Detailed Introduction
PatrickStar is a PyTorch-based parallel training framework for large pretrained models (PTMs). It uses a chunk-based dynamic memory management and heterogeneous training strategy to offload non-critical data to CPU memory, allowing training of larger models with fewer GPUs and reducing OOM risk. Maintained by Tencent’s NLP / WeChat AI teams, PatrickStar aims to democratize access to large-scale model training.
Main Features
- Chunk-based dynamic memory scheduling: manage activations and parameters by computation windows to lower GPU memory usage.

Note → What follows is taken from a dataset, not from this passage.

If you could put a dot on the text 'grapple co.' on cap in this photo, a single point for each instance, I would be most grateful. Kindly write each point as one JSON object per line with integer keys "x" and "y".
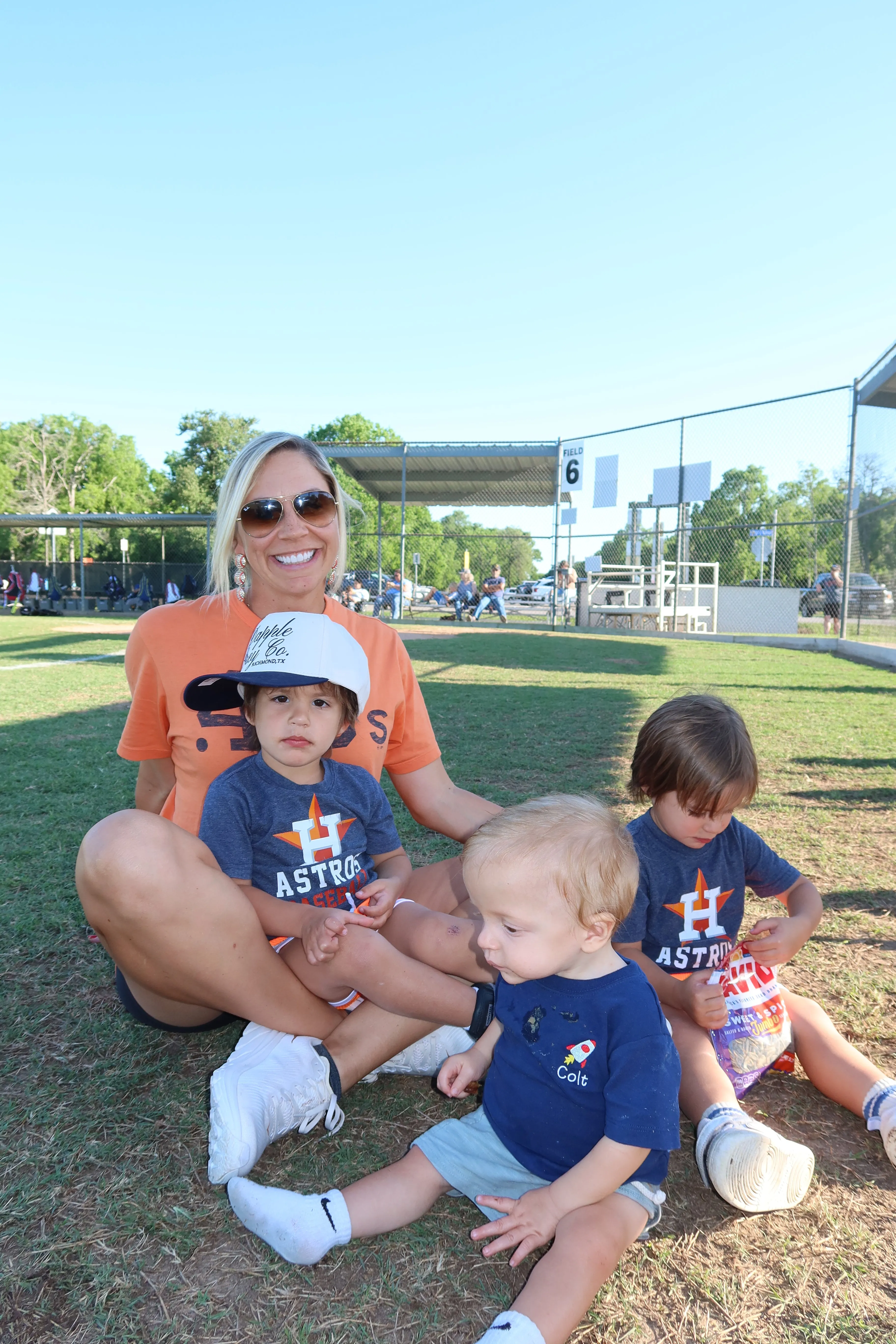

- Heterogeneous offloading: move non-immediate data to CPU to support mixed CPU/GPU memory usage.
- Efficient communication and scalability: optimized collective operations for multi-GPU and multi-node setups.
- PyTorch compatibility: configuration style similar to DeepSpeed for easier migration.
Use Cases
Suitable for pretraining and large-scale fine-tuning, especially when hardware is constrained and teams need to train models in the tens to hundreds of billions of parameters. Also useful for benchmarking, framework research, and academic or research teaching environments.
Technical Features
PatrickStar implements chunk-based memory management and runtime dynamic scheduling to keep only the chunks needed for current computation while asynchronously migrating others. It optimizes collective communication for multi-card efficiency and provides benchmarks and examples for V100/A100 clusters. The project is released under BSD-3-Clause.